The budgetary constraints assist this notion by hinging so much on Schubin and Caroll’s performances. Add an unapproved LSD trip with the inherent paranoia of hermetically sealed locations devoid of outside contact and our wondering about what’s real and imaginary becomes assured. Is the holographic supervisor (Tara Westwood) asking them daily questions to test their brainwaves actually warning Eve to not trust Tom? Or is Eve cracking under undue pressure? A steady devolution into gendered stereotypes of “hysterics” and hormonal changes ensure the latter option isn’t viable too long, but that only makes us wonder more about Tom’s (and the Director’s) intentions. The way he manipulates her will be triggering to some as “family” takes precedent over her own wellbeing. The danger Eve feels is undeniable.
If I were to fault The Honeymoon Phase on anything, however, it’s that this danger might be seen as a means towards servicing the plot. Whereas a film like The Invisible Man dealt with similar themes as a direct commentary on abuse, Tom’s abuse here almost feels like a red herring once a competing mystery is introduced. While it doesn’t lessen Caroll’s authentic portrayal of a trapped woman without escape, the impact of her nightmare can be minimized if you believe it was pushed aside for this different horror-fueled revelation that somewhat refocuses the entire premise. That maneuver might effectively create a couple extra twists and turns, but it also risks rendering Eve’s suffering secondary to them and the whole a bit exploitative as a result.

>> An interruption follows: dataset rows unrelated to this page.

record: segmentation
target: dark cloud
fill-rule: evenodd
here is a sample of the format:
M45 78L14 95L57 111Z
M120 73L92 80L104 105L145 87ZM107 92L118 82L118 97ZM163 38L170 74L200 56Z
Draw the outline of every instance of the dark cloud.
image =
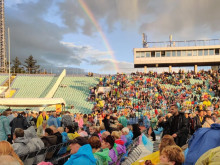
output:
M42 66L80 65L78 55L60 43L67 30L44 19L51 5L52 0L39 0L6 8L12 59L24 61L32 54Z

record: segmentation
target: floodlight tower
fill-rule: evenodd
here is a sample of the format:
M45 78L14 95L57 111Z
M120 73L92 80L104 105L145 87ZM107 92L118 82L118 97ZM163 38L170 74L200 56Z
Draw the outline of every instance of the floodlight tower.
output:
M6 70L4 0L0 0L0 72L5 73Z

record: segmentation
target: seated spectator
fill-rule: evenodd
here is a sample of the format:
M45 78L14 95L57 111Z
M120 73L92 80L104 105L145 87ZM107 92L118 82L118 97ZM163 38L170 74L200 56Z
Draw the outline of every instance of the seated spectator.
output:
M116 149L118 151L118 155L126 153L125 143L122 139L120 139L119 132L113 131L111 135L115 138L115 143L117 145Z
M97 136L97 137L99 137L99 135L96 133L96 129L95 129L94 126L90 126L90 127L89 127L89 137L91 137L91 136Z
M211 125L214 123L211 116L206 115L205 122L202 125L202 128L210 128Z
M24 130L21 128L16 128L13 134L14 143L12 147L16 154L18 155L26 155L30 152L30 148L28 146L29 140L24 137Z
M111 135L108 135L106 138L102 139L102 149L105 148L109 149L109 157L112 159L109 164L111 165L117 163L118 151L116 149L115 140Z
M96 159L93 156L92 148L84 137L76 137L70 140L71 157L64 165L82 164L95 165Z
M40 125L38 128L37 128L37 136L38 137L43 137L45 135L45 129L46 128L49 128L49 126L47 125L47 120L44 120L42 122L42 125Z
M79 127L78 134L81 137L88 137L88 133L86 131L84 131L84 128Z
M160 154L160 162L181 165L184 162L182 149L177 145L166 146Z
M125 127L122 129L122 135L126 138L125 147L128 147L132 143L132 132L128 129L128 127Z
M204 153L196 162L196 165L200 164L210 164L215 165L220 162L220 147L213 148Z
M69 138L66 132L64 132L64 128L63 127L58 127L57 130L61 133L62 135L62 143L67 143ZM62 147L58 153L58 155L62 155L65 154L67 151L67 147Z
M3 164L3 161L8 159L8 158L3 157L3 156L12 156L15 160L18 161L18 165L23 165L23 162L20 160L18 155L15 153L14 149L12 148L12 145L9 142L1 141L0 146L1 146L0 147L0 157L1 157L0 158L0 160L1 160L0 164ZM9 164L9 163L8 164L7 163L8 162L6 162L5 165Z
M211 125L211 128L197 130L189 141L189 150L186 155L187 164L194 164L206 151L220 146L220 120Z
M0 165L23 165L22 162L20 163L16 158L11 155L1 155L0 160Z
M40 112L38 118L37 118L37 124L36 127L38 128L40 125L42 125L44 120L48 120L49 117L47 116L46 112L43 111L42 113Z
M141 135L141 129L139 128L139 124L132 124L133 131L133 140Z
M47 124L49 126L54 125L56 128L58 128L57 118L56 118L56 112L52 112L52 115L49 117Z
M27 130L25 130L24 136L27 139L29 139L28 146L30 148L30 152L40 151L42 148L44 148L44 143L39 137L37 137L34 126L31 126ZM44 159L44 156L39 155L37 157L28 159L27 162L25 162L25 164L37 164L43 161L43 159Z
M45 136L41 138L45 147L50 147L57 144L57 136L53 135L53 130L50 128L45 129Z
M45 129L45 136L41 138L45 147L50 147L57 144L57 136L53 135L53 130L50 128ZM55 151L48 152L46 159L51 159Z
M89 144L92 147L92 152L94 157L96 158L97 165L101 165L101 164L108 164L108 162L111 162L112 159L109 157L109 149L105 148L105 149L101 149L101 141L99 140L98 137L96 136L92 136L91 138L89 138Z
M50 129L52 129L53 131L53 135L55 135L57 137L57 144L62 143L62 135L61 133L57 130L57 127L55 127L54 125L50 126Z
M170 135L164 135L159 144L159 151L156 151L150 155L147 155L136 162L133 165L138 165L140 160L151 160L153 164L158 164L160 162L160 153L166 146L176 145L174 138Z
M77 132L75 132L72 126L67 126L65 128L65 132L67 133L69 140L73 140L76 137L80 136Z

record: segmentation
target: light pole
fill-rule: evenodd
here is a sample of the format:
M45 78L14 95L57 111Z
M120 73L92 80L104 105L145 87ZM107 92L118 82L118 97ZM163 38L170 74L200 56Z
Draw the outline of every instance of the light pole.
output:
M8 90L11 88L11 67L10 67L10 29L8 28Z

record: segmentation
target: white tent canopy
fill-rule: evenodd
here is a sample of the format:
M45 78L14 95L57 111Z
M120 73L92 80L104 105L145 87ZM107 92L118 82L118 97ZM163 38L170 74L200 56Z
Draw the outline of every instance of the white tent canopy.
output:
M0 106L8 107L48 107L66 104L63 98L1 98Z

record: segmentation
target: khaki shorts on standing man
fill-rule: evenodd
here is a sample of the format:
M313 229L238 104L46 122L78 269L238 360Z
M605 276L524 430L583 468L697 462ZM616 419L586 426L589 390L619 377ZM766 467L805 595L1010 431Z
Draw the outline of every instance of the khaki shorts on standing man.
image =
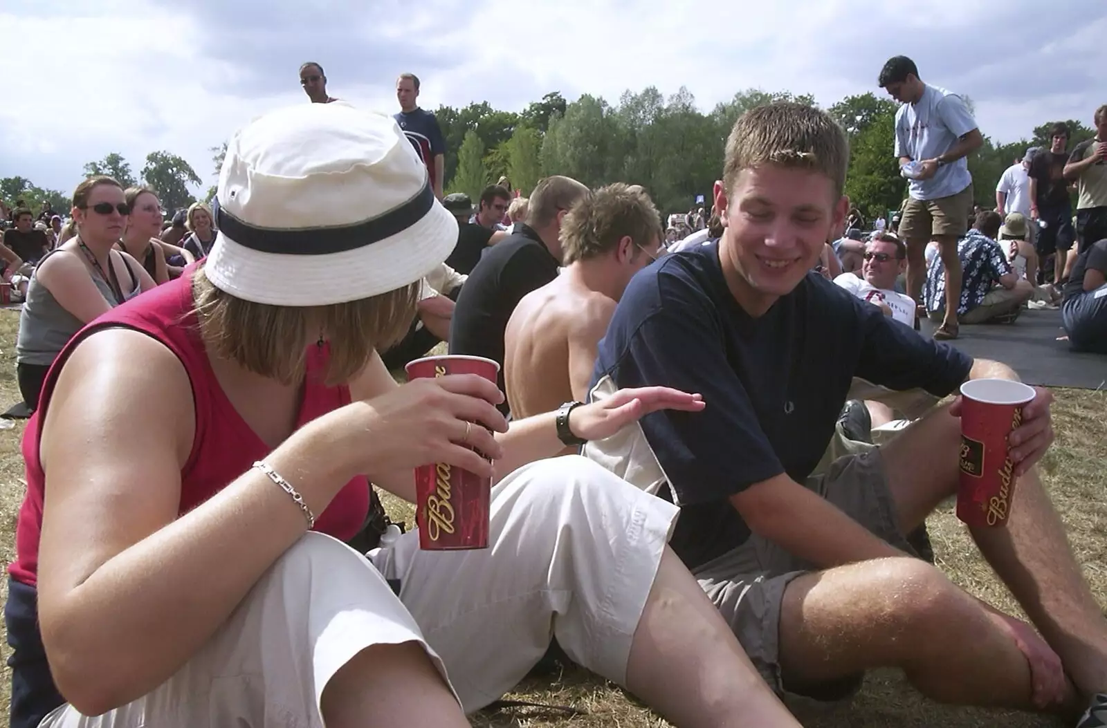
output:
M935 339L956 339L961 261L958 240L972 210L972 176L965 157L984 142L972 113L954 93L923 83L911 59L897 55L884 63L880 86L902 106L896 113L896 147L900 167L919 163L910 178L899 233L907 243L908 293L915 301L927 277L925 249L941 247L945 263L945 320Z

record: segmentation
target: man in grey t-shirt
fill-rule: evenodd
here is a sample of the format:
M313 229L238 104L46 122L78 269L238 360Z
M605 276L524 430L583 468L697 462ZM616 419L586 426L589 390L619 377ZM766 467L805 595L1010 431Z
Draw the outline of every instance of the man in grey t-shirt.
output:
M984 143L964 101L923 83L914 61L897 55L884 63L878 83L902 103L896 113L896 148L910 179L899 233L907 243L908 293L915 301L927 277L927 245L938 241L945 263L945 313L934 339L956 339L961 261L958 240L969 227L972 176L965 157Z

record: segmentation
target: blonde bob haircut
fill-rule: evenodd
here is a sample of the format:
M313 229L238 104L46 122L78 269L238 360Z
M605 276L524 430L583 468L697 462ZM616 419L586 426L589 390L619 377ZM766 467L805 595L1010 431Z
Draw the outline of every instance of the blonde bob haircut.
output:
M415 319L420 282L359 301L319 306L255 303L217 289L203 268L193 277L200 337L208 351L281 384L307 371L308 347L330 342L325 385L348 383L374 351L400 343Z

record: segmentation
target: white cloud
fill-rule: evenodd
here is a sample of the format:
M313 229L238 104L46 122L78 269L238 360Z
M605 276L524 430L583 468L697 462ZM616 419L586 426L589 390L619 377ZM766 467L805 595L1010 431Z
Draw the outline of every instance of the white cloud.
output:
M52 2L52 4L51 4ZM226 4L224 4L226 2ZM811 93L824 105L873 91L890 55L973 98L1005 142L1054 118L1090 122L1107 67L1107 6L1068 0L1042 21L1031 0L703 3L664 0L50 0L0 11L9 79L0 176L72 189L85 162L184 156L214 181L208 147L269 108L304 103L297 69L327 67L330 91L391 110L393 80L423 80L434 107L487 100L521 110L549 91L615 103L627 89L685 85L703 108L736 91ZM220 24L223 23L223 24Z

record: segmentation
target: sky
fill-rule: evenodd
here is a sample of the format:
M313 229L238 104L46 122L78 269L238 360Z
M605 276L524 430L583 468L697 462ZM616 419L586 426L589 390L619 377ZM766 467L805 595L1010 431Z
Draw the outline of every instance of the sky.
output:
M209 147L272 108L307 103L298 71L323 65L331 95L397 111L420 103L521 111L550 91L615 103L686 86L703 110L745 89L828 106L882 94L897 54L969 96L997 143L1056 118L1092 124L1107 103L1107 2L1064 0L0 0L0 177L69 194L90 160L135 173L169 150L215 184ZM720 9L722 6L722 9ZM756 7L754 7L756 6ZM889 154L891 150L889 149ZM632 180L631 180L632 181ZM199 190L197 190L199 191Z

Talking about this shift beyond the vague notion of its existence is a disservice to the film’s secrets, so just know it’s a provocative addition to what was already pretty provocative without it. I think that’s why I feel the way I do about the handling of Eve’s distress since it’s definitely enough to sustain the film without a last second divergence towards another wrinkle. This is especially true considering the ending ultimately moves us back on-course—depending on how you interpret the final scene. Because if you believe Eve’s climactic choice was correct, we’re back to the notion that we’re all very different behind closed doors. If she was incorrect, however, her fate exposes that we’re not that different. I’ll choose the former every time.